Ultimately, FP in society will have to be client-driven to be sustainable. Some of this demand may be created through programming, such as outreach that highlights the need and means to clients, but more nuanced demand creation that is contextualized in cultural mores is needed through research and testing of discrete interventions within programmes and dedicated research into cultural constructs of FP use.

On the other hand, increased funding, training additional providers and opening new facilities are least likely to help add additional users in the initial phases, where optimization of existing resources is more warranted.


This paper uses survey data from the Pakistan DHS 2017–18 and Population Census-2017 to estimate the number of women that use FP methods; thus the study is subject to the methodological limitations of these surveys, including over- or underrepresentation of certain provinces.
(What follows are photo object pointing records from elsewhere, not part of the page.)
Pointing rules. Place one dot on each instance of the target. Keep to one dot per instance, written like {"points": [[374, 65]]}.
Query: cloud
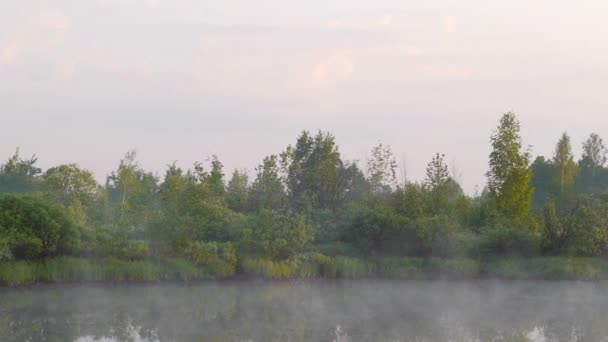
{"points": [[450, 24], [42, 31], [361, 22], [413, 51], [438, 72], [54, 20], [333, 69], [10, 52], [325, 72], [152, 4]]}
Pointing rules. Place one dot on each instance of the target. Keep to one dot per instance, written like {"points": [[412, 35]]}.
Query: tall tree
{"points": [[594, 151], [381, 169], [268, 191], [509, 174], [72, 187], [237, 192], [19, 175], [563, 161], [437, 174], [313, 171], [133, 190], [215, 178]]}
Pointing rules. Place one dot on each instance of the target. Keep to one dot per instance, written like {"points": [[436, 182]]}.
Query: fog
{"points": [[310, 311]]}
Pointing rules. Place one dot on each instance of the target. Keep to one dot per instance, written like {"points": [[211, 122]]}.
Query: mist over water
{"points": [[309, 311]]}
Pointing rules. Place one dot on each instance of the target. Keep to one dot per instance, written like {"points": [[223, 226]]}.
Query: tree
{"points": [[19, 175], [313, 171], [35, 228], [215, 178], [381, 169], [509, 174], [237, 192], [592, 175], [72, 187], [268, 191], [133, 191], [437, 174], [594, 152], [563, 161]]}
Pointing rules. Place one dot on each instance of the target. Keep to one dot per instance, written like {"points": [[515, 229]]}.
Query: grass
{"points": [[315, 265], [69, 269]]}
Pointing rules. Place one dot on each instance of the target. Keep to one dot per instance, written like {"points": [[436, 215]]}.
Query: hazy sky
{"points": [[85, 81]]}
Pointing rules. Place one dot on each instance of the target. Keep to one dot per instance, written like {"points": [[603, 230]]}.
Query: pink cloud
{"points": [[450, 24]]}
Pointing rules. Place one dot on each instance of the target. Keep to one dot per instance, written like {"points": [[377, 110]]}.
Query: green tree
{"points": [[563, 161], [381, 169], [19, 175], [215, 178], [72, 187], [509, 174], [132, 191], [268, 191], [437, 175], [237, 192], [35, 228], [594, 152], [313, 171]]}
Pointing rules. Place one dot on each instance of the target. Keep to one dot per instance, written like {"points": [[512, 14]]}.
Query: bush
{"points": [[35, 228], [508, 241]]}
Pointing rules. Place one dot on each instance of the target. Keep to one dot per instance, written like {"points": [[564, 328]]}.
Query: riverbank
{"points": [[70, 269]]}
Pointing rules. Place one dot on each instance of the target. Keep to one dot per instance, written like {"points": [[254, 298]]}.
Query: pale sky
{"points": [[86, 81]]}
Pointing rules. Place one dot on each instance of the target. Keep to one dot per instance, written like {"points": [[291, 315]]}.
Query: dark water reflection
{"points": [[308, 311]]}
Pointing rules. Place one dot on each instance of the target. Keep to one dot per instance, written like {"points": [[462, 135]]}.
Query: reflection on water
{"points": [[308, 311]]}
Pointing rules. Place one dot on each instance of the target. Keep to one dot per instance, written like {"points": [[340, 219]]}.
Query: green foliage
{"points": [[307, 214], [509, 175], [19, 175], [313, 171], [276, 235], [237, 192], [508, 239], [219, 257], [268, 191], [381, 169], [35, 228], [563, 161]]}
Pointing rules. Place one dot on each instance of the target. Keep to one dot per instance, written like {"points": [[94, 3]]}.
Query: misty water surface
{"points": [[308, 311]]}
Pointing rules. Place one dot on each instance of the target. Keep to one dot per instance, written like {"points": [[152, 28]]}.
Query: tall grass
{"points": [[313, 265], [69, 269]]}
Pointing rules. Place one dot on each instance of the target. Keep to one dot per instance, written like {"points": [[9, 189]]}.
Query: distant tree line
{"points": [[308, 199]]}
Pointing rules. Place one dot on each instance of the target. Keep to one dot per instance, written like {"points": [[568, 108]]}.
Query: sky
{"points": [[180, 80]]}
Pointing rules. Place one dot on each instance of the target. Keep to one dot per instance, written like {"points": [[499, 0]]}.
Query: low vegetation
{"points": [[309, 214]]}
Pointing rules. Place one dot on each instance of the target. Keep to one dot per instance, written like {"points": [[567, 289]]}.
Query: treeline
{"points": [[307, 206]]}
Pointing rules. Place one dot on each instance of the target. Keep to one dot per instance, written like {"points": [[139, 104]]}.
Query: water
{"points": [[308, 311]]}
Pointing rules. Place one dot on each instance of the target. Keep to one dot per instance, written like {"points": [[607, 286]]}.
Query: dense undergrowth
{"points": [[309, 214], [73, 269]]}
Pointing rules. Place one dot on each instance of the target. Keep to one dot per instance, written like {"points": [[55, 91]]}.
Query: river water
{"points": [[377, 310]]}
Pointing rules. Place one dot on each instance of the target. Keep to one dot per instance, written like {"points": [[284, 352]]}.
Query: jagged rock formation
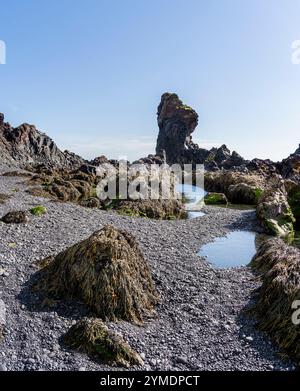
{"points": [[290, 167], [93, 337], [26, 146], [177, 122], [107, 272], [279, 265]]}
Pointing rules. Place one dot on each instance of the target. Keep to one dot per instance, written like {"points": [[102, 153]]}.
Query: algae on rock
{"points": [[93, 337], [279, 264], [108, 273]]}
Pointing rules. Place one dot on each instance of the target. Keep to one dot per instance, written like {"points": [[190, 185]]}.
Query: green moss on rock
{"points": [[107, 272]]}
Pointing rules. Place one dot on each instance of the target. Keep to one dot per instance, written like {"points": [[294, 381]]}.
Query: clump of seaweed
{"points": [[107, 272], [4, 198], [280, 265], [38, 210], [93, 337]]}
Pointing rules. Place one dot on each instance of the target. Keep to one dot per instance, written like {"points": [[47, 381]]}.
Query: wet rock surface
{"points": [[199, 323]]}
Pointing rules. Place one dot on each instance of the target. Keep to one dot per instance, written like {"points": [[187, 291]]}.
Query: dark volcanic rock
{"points": [[290, 167], [176, 123], [25, 145]]}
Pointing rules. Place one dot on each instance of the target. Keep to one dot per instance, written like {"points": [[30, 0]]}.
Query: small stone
{"points": [[182, 360]]}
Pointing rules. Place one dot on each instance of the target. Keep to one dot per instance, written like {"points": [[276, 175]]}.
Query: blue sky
{"points": [[90, 73]]}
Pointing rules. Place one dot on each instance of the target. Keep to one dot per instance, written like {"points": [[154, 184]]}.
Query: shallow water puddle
{"points": [[235, 249], [194, 199]]}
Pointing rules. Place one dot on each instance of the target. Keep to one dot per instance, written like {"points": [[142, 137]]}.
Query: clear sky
{"points": [[90, 73]]}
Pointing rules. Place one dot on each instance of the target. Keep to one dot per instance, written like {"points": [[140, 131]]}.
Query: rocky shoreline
{"points": [[199, 323]]}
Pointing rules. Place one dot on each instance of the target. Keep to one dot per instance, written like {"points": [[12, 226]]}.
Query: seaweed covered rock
{"points": [[93, 337], [243, 193], [294, 202], [107, 272], [239, 187], [154, 209], [215, 199], [280, 265], [274, 212], [15, 217]]}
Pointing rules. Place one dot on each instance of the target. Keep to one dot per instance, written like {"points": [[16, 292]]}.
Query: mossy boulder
{"points": [[279, 265], [108, 273], [243, 193], [274, 212], [15, 217], [215, 199], [93, 337], [154, 209]]}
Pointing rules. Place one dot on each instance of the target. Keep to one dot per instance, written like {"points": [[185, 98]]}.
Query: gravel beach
{"points": [[199, 323]]}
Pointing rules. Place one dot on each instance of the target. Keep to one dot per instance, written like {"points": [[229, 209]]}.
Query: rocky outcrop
{"points": [[25, 146], [177, 122], [15, 217], [274, 211], [93, 337], [153, 209], [243, 193], [239, 187], [274, 309], [108, 273], [290, 167]]}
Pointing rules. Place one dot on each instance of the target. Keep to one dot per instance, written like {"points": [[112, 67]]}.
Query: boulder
{"points": [[93, 337], [243, 193], [107, 272], [154, 209], [25, 146], [215, 199]]}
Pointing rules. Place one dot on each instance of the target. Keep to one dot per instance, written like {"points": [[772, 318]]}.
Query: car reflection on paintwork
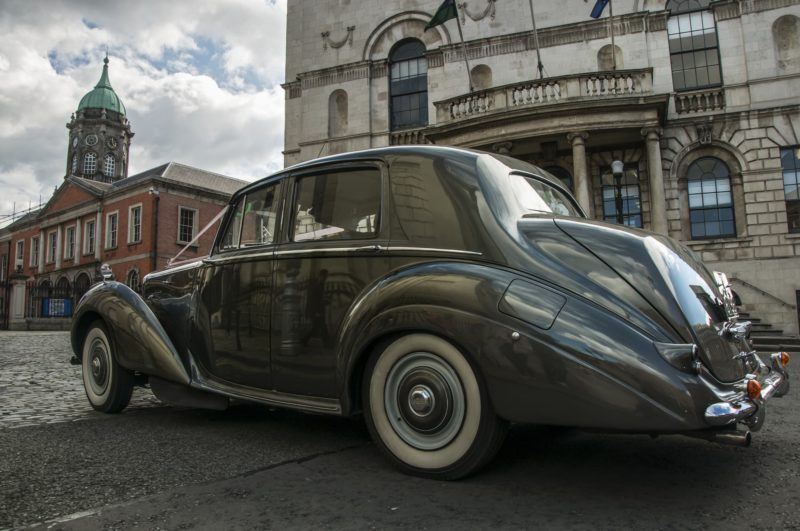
{"points": [[442, 293]]}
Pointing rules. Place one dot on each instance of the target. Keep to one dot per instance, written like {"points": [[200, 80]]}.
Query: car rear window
{"points": [[339, 205]]}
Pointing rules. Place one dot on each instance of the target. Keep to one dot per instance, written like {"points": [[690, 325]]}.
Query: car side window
{"points": [[338, 205], [253, 221]]}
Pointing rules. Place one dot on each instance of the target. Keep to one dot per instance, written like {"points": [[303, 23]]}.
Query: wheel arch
{"points": [[131, 322]]}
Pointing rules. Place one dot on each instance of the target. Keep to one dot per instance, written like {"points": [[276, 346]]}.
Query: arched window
{"points": [[133, 279], [711, 213], [693, 47], [481, 77], [89, 163], [408, 85], [786, 34], [337, 113], [605, 61], [109, 163]]}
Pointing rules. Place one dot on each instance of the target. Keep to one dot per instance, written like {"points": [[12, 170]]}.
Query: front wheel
{"points": [[108, 386], [426, 408]]}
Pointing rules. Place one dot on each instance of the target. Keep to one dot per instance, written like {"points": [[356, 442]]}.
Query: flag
{"points": [[445, 12], [598, 8]]}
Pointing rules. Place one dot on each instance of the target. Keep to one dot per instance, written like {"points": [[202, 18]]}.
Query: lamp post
{"points": [[617, 169]]}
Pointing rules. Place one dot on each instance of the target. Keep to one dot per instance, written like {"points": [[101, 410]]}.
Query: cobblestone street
{"points": [[38, 385], [249, 467]]}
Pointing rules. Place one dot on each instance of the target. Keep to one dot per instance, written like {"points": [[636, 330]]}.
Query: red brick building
{"points": [[99, 215]]}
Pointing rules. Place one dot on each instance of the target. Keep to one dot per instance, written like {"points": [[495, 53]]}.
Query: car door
{"points": [[335, 247], [237, 289]]}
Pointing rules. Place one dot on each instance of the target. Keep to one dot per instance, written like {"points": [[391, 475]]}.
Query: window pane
{"points": [[342, 205], [258, 227], [233, 230]]}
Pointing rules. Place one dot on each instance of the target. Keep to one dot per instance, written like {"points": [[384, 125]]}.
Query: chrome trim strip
{"points": [[263, 396], [723, 413], [435, 250], [360, 248], [740, 407]]}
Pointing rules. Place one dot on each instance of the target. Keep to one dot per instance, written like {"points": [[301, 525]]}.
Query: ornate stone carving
{"points": [[502, 148], [488, 11], [327, 41], [704, 133]]}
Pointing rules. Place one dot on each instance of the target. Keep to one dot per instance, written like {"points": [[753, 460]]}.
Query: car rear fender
{"points": [[454, 300], [141, 343]]}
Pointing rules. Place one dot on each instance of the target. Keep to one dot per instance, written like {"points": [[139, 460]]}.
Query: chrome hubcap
{"points": [[98, 366], [421, 400], [424, 401]]}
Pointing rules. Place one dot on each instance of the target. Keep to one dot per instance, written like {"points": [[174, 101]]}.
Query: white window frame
{"points": [[89, 243], [112, 237], [89, 168], [19, 254], [33, 259], [131, 225], [195, 221], [69, 246], [106, 159], [50, 254]]}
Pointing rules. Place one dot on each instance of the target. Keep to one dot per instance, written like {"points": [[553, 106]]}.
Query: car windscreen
{"points": [[538, 196]]}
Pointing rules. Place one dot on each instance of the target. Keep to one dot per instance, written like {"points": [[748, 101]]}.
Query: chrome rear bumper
{"points": [[774, 381]]}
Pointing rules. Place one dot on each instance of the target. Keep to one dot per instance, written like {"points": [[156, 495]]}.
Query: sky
{"points": [[200, 80]]}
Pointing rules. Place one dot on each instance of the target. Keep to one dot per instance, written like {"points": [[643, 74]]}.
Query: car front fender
{"points": [[140, 342]]}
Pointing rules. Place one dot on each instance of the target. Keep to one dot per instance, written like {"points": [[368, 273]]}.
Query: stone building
{"points": [[699, 100], [100, 215]]}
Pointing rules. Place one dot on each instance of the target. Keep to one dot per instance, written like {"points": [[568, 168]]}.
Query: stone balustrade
{"points": [[543, 92], [700, 101]]}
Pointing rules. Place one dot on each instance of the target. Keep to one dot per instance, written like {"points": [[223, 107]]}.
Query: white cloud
{"points": [[200, 81]]}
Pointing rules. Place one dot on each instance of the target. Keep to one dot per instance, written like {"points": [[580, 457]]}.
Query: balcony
{"points": [[586, 88], [700, 101]]}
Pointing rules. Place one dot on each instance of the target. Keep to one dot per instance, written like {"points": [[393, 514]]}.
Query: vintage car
{"points": [[442, 293]]}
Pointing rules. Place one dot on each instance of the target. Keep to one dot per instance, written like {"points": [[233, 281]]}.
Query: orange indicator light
{"points": [[753, 389]]}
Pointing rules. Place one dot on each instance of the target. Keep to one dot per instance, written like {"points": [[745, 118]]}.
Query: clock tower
{"points": [[99, 135]]}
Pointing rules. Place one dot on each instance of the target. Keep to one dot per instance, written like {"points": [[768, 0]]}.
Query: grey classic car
{"points": [[442, 294]]}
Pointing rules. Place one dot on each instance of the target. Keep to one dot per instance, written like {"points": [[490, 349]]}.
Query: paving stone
{"points": [[38, 385]]}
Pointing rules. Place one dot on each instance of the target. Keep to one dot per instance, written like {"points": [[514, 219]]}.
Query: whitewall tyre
{"points": [[428, 410], [108, 386]]}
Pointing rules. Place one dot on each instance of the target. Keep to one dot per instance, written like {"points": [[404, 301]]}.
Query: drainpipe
{"points": [[156, 200]]}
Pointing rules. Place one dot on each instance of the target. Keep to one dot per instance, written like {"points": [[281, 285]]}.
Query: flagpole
{"points": [[464, 51], [613, 46], [539, 64]]}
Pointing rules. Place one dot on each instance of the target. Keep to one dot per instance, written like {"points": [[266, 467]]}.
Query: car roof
{"points": [[381, 153]]}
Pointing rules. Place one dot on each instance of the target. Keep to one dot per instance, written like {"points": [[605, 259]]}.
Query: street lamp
{"points": [[617, 169]]}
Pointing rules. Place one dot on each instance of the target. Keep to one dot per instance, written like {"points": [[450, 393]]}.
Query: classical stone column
{"points": [[658, 201], [98, 240], [583, 188], [77, 251], [42, 246], [59, 247]]}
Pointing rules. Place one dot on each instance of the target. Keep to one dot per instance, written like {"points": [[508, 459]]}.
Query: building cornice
{"points": [[481, 48]]}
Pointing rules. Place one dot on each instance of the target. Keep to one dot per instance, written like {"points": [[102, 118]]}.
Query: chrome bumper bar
{"points": [[774, 382]]}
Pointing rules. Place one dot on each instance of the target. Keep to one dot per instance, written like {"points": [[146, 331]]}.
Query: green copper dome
{"points": [[102, 96]]}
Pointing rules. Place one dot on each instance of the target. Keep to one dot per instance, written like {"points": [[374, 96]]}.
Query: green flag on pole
{"points": [[445, 12]]}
The confidence interval may be large for some of the smaller provinces and less common service delivery channels.


We triangulated nationally available data to arrive at a discrete number of women that must be served to meet national goals. Given the persistent underutilization of funds and existing facilities, it is unlikely that increased funding for FP, more providers or training would help immediately. The most effective policy changes that will likely help include a shift in focus to urban slums, adding outreach (preferably private sector, given the high public sector outreach costs) for support and referral to existing public and private sector facilities, and ensuring that procurement of commodities is prioritized as a means to achieving a tenfold increase in the service delivery footprint of current facilities.